Tolstaya demonstrates an impressive range in these 23 stories, most having first appeared in On the Golden Porch (1989) and Sleepwalker in a Fog (1992), together with some newer work.
That range encompasses political satire, flights of surrealism and realistic urban and domestic dramas, nearly all set in the Soviet era. The longest story, “Limpopo,” is outright political satire, a scattershot peppering of a rule-bound society run by individuals who think in categories and blinkered comrades who travel to Italy and find gloomy people under gray skies. The satirical and the surreal blend perfectly in “A Clean Sheet”; here, the profoundly depressed Ignatiev visits a hush-hush clinic for the removal of his “diseased organ,” and emerges a new man, brutally assertive. Such transformations elude most of Tolstaya’s characters. They suffer the indignities of life in communal apartments in Moscow or Leningrad, or live miserably on the outskirts, like the married couple in “The Fakir,” who worship at the shrine of a dilettante who has his own place in central Moscow (heaven!). Tolstaya’s favorite theme is an inexhaustible one: the passage of time, often accompanied by a potent regret for opportunities lost. Alexandra Ernestovna, 84, has survived three husbands, but it’s her abandonment of her passionate lover that still gnaws at her (“Sweet Shura”).
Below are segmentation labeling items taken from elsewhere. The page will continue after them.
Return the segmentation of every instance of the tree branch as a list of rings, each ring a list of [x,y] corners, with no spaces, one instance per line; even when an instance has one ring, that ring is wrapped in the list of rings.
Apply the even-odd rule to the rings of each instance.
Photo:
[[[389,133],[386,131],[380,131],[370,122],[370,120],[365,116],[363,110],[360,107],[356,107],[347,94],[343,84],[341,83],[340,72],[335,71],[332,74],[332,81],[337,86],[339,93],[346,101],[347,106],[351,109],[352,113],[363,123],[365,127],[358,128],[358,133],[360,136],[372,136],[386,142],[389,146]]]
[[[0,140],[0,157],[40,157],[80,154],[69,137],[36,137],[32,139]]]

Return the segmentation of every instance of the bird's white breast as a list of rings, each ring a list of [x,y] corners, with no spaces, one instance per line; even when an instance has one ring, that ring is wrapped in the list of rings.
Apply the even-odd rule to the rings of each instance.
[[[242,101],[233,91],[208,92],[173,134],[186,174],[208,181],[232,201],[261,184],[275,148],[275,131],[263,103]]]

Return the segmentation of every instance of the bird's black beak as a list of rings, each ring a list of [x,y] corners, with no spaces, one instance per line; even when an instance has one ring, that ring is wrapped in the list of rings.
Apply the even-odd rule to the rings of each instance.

Middle-aged Natasha had one chance at love, blew it, and became a dull teacher (“The Moon Came Out”). The governess Zhenechka, a trusting soul, is recalled after her death by a former pupil; teased by her charges, exploited by employers and relatives, Zherechka deserved far better; “Most Beloved” is a moving tribute to simple goodness, flecked by remorse. The best expression of this theme is the marvelous “Fire and Dust.” Newly married Rimma sees “enormous happiness” in her future as she contrasts her life with that of Pipka, a crazy disaster-prone bohemian, but somehow Rimma’s life crumbles into an empty marriage while Pipka lands on her feet.
Children, old folks and the struggling in-betweens—Tolstaya sees into all their hearts. Remarkable.